The report, which was marked “confidential”, proposed selling off council land, including a number of parks and some undeveloped public land, to fund what has been described as a $33-million park development fund, according to media reports.
The leaking of the report has sparked outrage among councillors and the mayor, who are concerned about a number of confidential documents and information that have been leaked over the last few months.
After meeting with CEO Marilyn Duncan last Tuesday, Cr Giudice wrote to the Minister for Local Government, Richard Wynne, last Wednesday, asking for the Department of Victorian Community’s local government authority to look into who leaked the proposal, which has seriously embarrassed council.
“It is extremely disappointing that council officer’s [sic] work is treated with such blatant disrespect,” Cr Giudice said in a statement last week.

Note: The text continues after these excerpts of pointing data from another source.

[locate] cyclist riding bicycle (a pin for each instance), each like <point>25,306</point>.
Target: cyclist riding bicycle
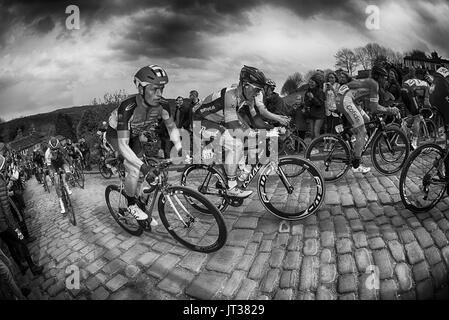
<point>56,159</point>
<point>349,98</point>
<point>130,123</point>
<point>218,113</point>
<point>73,152</point>
<point>412,90</point>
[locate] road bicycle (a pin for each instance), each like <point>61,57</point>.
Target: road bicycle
<point>203,231</point>
<point>425,177</point>
<point>289,187</point>
<point>387,144</point>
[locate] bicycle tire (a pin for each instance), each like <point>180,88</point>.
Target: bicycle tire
<point>193,171</point>
<point>104,171</point>
<point>293,145</point>
<point>406,183</point>
<point>315,176</point>
<point>213,213</point>
<point>108,191</point>
<point>68,205</point>
<point>338,145</point>
<point>392,133</point>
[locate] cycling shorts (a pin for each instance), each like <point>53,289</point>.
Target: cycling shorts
<point>353,113</point>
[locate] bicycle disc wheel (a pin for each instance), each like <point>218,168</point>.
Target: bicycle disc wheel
<point>331,155</point>
<point>197,231</point>
<point>68,205</point>
<point>208,181</point>
<point>423,181</point>
<point>104,171</point>
<point>390,150</point>
<point>118,207</point>
<point>291,196</point>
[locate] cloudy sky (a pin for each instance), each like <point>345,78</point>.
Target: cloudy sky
<point>202,44</point>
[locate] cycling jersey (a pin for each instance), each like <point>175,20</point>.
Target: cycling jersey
<point>350,96</point>
<point>55,160</point>
<point>219,111</point>
<point>439,93</point>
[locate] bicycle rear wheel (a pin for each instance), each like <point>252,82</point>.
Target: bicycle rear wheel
<point>331,155</point>
<point>390,150</point>
<point>191,227</point>
<point>423,180</point>
<point>117,203</point>
<point>68,205</point>
<point>292,189</point>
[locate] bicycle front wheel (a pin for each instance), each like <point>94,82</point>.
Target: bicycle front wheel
<point>198,231</point>
<point>331,155</point>
<point>390,150</point>
<point>291,189</point>
<point>423,180</point>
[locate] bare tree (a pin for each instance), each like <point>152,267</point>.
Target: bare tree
<point>346,60</point>
<point>292,84</point>
<point>362,56</point>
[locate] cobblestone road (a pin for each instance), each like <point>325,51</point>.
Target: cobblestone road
<point>361,234</point>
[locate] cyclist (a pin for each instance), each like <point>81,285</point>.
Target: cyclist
<point>137,116</point>
<point>219,113</point>
<point>349,97</point>
<point>411,91</point>
<point>73,152</point>
<point>56,159</point>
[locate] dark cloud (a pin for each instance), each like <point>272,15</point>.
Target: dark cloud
<point>180,30</point>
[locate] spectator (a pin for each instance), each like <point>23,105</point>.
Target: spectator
<point>332,117</point>
<point>393,84</point>
<point>344,78</point>
<point>10,234</point>
<point>314,102</point>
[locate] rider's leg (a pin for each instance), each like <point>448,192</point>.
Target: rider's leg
<point>234,153</point>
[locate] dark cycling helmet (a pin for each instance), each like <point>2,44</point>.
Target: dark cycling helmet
<point>379,71</point>
<point>271,83</point>
<point>53,144</point>
<point>252,76</point>
<point>150,75</point>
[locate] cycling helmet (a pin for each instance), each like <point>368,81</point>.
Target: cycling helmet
<point>271,83</point>
<point>252,76</point>
<point>379,71</point>
<point>53,144</point>
<point>150,75</point>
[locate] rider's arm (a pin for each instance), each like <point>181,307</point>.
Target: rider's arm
<point>258,101</point>
<point>172,129</point>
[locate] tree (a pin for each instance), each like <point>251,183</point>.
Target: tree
<point>292,84</point>
<point>418,54</point>
<point>346,60</point>
<point>362,56</point>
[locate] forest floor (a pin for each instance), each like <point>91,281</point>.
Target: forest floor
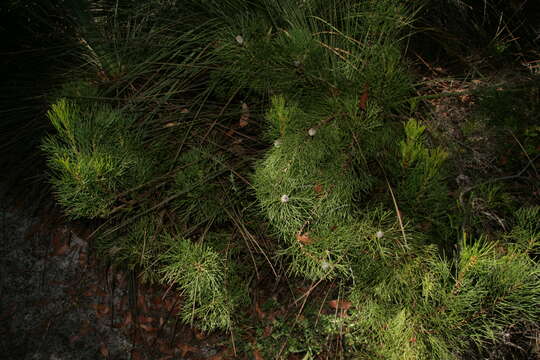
<point>58,303</point>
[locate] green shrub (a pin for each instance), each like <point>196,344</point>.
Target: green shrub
<point>96,155</point>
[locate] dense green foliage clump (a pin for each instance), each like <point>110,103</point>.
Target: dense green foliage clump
<point>217,137</point>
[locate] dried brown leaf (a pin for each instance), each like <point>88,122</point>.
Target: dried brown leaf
<point>148,328</point>
<point>185,349</point>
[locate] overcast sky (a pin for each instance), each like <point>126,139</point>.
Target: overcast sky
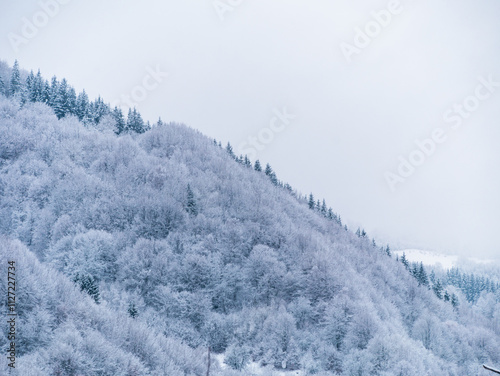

“It also concerns me that those in possession of the report are not mature enough to handle such a complex policy issue,” she said.
Under the state’s Local Government Act, it is an offence for past and present councillors or council committee members to release confidential information.
The maximum penalty for someone found guilty of breaching the confidentiality requirement under the act is a fine of just over $10,700.
All councillors, as well as some council officers were given a copy of the confidential report at a briefing session held over the past month.
Cr Giudice told Star council had not discussed or considered the report since the information became public.
“At the moment nothing’s being considered because I want to find out what happened with the leak … at the moment things are sort of in limbo,” she said.
She would not say whether council would consider the option of selling land in the future.
Councillors who Star spoke to last week also would not comment on the contents of the confidential report.
A council spokesman told Star last week that council would not conduct its own investigation into who leaked the report, leaving it up to the relevant government body, Local Government Victoria, to investigate.
Late last week, John Watson, Local Government Victoria’s director of governance and legislation, said he had not received the mayor’s request from the minister, but that all matters forwarded to the department would be investigated.
“We start by just finding a bit more about it and then we make that judgement as to whether it warrants taking it to the full investigation,” Mr Watson said.